Si les « Big 5 » de l’industrie verte que sont l’hydrogène vert, batteries, éolien, pompes à chaleur et photovoltaïque4 bénéficient d’un traitement de faveur, cela suppose de connaître la nature de l’occupant des bâtiments industriels préalablement à l’instruction du dossier. Dans le jargon des professionnels de l’immobilier d’entreprise, Il s’agit des développements de bâtiments clés en main ou en comptes-propres, surtout valable pour les plus grands établissements.

Or, cette perception technocratique du fonctionnement du marché immobilier se confronte à une toute autre réalité : le marché de l’immobilier d’entreprise a fortiori le marché des locaux d’activité pris à bail ou achetés par ces mêmes industriels, s’appuie plus fréquemment sur la construction de bâtiments dits « en blanc » (ou « en gris »), sans connaissance de l’utilisateur des locaux au moment de l’instruction des autorisations de construire et du démarrage effectif des travaux.
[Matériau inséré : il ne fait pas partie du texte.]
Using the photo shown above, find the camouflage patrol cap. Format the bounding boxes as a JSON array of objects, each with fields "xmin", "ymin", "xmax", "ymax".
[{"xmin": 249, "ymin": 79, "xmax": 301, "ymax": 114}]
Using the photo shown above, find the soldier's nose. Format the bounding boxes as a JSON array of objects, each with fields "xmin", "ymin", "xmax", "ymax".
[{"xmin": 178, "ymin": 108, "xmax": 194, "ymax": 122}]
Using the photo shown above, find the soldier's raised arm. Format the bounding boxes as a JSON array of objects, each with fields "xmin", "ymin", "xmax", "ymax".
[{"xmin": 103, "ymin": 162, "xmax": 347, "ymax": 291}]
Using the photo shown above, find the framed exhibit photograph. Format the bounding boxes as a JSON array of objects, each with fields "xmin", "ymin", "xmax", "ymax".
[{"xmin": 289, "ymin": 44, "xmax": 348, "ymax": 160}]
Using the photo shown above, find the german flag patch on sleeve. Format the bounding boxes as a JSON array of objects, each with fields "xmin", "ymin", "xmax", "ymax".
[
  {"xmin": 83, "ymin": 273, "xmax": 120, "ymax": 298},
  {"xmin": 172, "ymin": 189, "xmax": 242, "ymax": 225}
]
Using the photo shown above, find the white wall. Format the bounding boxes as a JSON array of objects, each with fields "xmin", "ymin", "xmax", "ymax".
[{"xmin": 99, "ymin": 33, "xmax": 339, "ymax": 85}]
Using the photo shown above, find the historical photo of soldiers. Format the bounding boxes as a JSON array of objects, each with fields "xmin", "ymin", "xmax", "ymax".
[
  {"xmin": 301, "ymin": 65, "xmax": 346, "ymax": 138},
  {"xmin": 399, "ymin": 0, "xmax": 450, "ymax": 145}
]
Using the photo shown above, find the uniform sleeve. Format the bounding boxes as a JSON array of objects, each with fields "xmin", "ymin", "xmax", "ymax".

Un marché animé en grande partie par les PME-PMI, et qui dépendent souvent des grands donneurs d’ordres.

 

1 : D’après Laurent Guillot, « Simplifier et accélérer les implantations d’activités économiques en France », rapport au Gouvernement, janvier 2022.
2 : D’après France 3 Bretagne : « Le projet d’usine Bridor à Liffré abandonné par le groupe Le Duff », 30 mai 2023
3 : D’après Parc des Industries Artois Flandres : « Le Parc « reconnu » site industriel clés en main », 13 octobre 2020 et le Sénateur Laurent Somon, Rapport Législatif n° 736 (2022-2023) lié au projet de loi Industrie Verte », déposé le 14 juin 2023 : « il ne s’est passé que deux ans entre l’annonce de l’implantation de la gigafactory d’ACC à Douvrin, en 2021, et son ouverture il y a quelques jours »
4 : D’après Banque des Territoires : « Industrie verte : le projet de loi adopté par le Parlement », 11 octobre 2023 et « La loi Industrie Verte publiée, 24 octobre 2023
5 : D’après Public Sénat : « Entreprises : les pistes du Sénat pour stopper la « prolifération normative », 15 juin 2023
(« depuis 2022, le code de l’environnement s’est épaissi de 653 % »)

 

Figure A : Comparaison des délais théoriques et réels d’implantation en France et dans les pays parangonnés

Histogramme des délais d'implantation

Source : Analyse du droit applicable en France et dans les pays parangonnés en 2022 pour des implantations industrielles et logistique - D’après Laurent Guillot, « Simplifier et accélérer les implantations d’activités économiques en France », rapport au Gouvernement, janvier 2022.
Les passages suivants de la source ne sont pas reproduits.